12 de diciembre de 2019 | Actualizado 19:06
José Antonio Baena (Gas2Move) | Fotografía cedida por el Diario de Cádiz
José Antonio Baena Director general de Gas2Move

“El gas es la única alternativa real para el vehículo comercial”

Perfil

José Antonio Baena
José Antonio Baena
José Antonio Baena es el director general de la compañía Gas2Move. Madrileño de nacimiento, 55 años, ha pasado varias etapas de su vida profesional en Cádiz. Fue director de sucursal bancaria en la provincia gaditana con 27 años y pasó al mundo de las telecomunicaciones como director responsable de ONO en Andalucía. Como el mismo reconoce, “hay pocos ejemplos de profesionales que provengan de otros sectores y que traigan su experiencia a este campo de la movilidad”

Gas2Move es una startup nacida del programa de emprendimiento de Enagás Emprende, que fomenta el uso del gas natural vehicular como combustible alternativo para el reparto de última milla. En poco más de año y medio de vida, la compañía ha conseguido disponer de una flota formada por más de 150 vehículos con etiqueta ECO de la DGT repartiendo por todo el país a través de 155 rutas y más de 160 trabajadores. Entre las empresas para las que trabaja Gas2Move, destacan operadores como Correos Express, OnTruck, DHL o Cade Logistics. Su director general, José Antonio Baena, repasa la breve e intensa vida de Gas2Move y los principales desafíos del reparto y la distribución en tiempos de reducción de emisiones.

¿Cuál es la importancia y ventajas del Gas Natural Vehicular (GNV)?

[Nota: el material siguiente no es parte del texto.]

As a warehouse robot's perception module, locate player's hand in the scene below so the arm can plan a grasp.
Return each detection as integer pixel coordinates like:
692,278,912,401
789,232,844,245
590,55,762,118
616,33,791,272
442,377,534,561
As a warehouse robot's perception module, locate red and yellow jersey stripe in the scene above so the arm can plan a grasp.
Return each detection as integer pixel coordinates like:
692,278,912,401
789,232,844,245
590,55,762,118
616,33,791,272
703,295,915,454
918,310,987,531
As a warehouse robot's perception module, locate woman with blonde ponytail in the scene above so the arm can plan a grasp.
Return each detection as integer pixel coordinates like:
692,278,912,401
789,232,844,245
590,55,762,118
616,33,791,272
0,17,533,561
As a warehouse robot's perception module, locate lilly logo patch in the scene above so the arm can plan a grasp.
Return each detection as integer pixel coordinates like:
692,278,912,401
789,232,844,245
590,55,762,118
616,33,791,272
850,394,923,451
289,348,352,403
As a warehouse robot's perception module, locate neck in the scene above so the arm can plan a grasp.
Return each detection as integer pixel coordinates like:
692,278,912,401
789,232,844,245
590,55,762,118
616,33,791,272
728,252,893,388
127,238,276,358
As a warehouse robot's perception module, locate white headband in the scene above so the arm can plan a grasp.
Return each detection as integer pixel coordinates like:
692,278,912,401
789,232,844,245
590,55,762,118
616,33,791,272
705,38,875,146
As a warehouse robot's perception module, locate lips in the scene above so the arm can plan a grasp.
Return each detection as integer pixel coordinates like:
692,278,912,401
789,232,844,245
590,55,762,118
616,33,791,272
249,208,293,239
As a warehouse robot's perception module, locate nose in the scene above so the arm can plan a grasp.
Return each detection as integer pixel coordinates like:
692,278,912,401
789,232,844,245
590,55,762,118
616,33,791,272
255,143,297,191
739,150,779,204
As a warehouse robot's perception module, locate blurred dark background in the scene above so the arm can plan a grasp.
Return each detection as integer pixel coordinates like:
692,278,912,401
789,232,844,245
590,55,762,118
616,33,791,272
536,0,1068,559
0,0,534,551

Ahora mismo es la única alternativa real para el vehículo comercial. El vehículo eléctrico para un uso particular ya es una realidad, pero para un vehículo comercial, de trabajo, no hay otra alternativa que el gas, tanto comprimido como licuado. Hablamos de vehículos de reparto que están en la calle nueve o diez horas. En alguna ruta recorremos hasta 200 km. La máxima autonomía que te da un eléctrico son 130-150 km. Es decir, están muy limitados a centros urbanos. Por eso, el gas natural vehicular es la única opción. Para nosotros, más que importante, es nuclear. Sin ello no podríamos desarrollar nuestra actividad. Si te dedicas a la movilidad y quieres ser sostenible, no tienes otra opción que el gas natural. La gente puede pensar que llegamos al gas natural porque nuestro accionista es Enagás y no es cierto. Desde el punto de análisis del mercado y alternativas de combustible, ahora no existe más que el gas. Y entre sus ventajas, muchas, que emite menos CO2, o que elimina el 90-95% de las partículas negras, que son el motivo principal por el que se cierran los centros urbanos de las grandes ciudades al tráfico.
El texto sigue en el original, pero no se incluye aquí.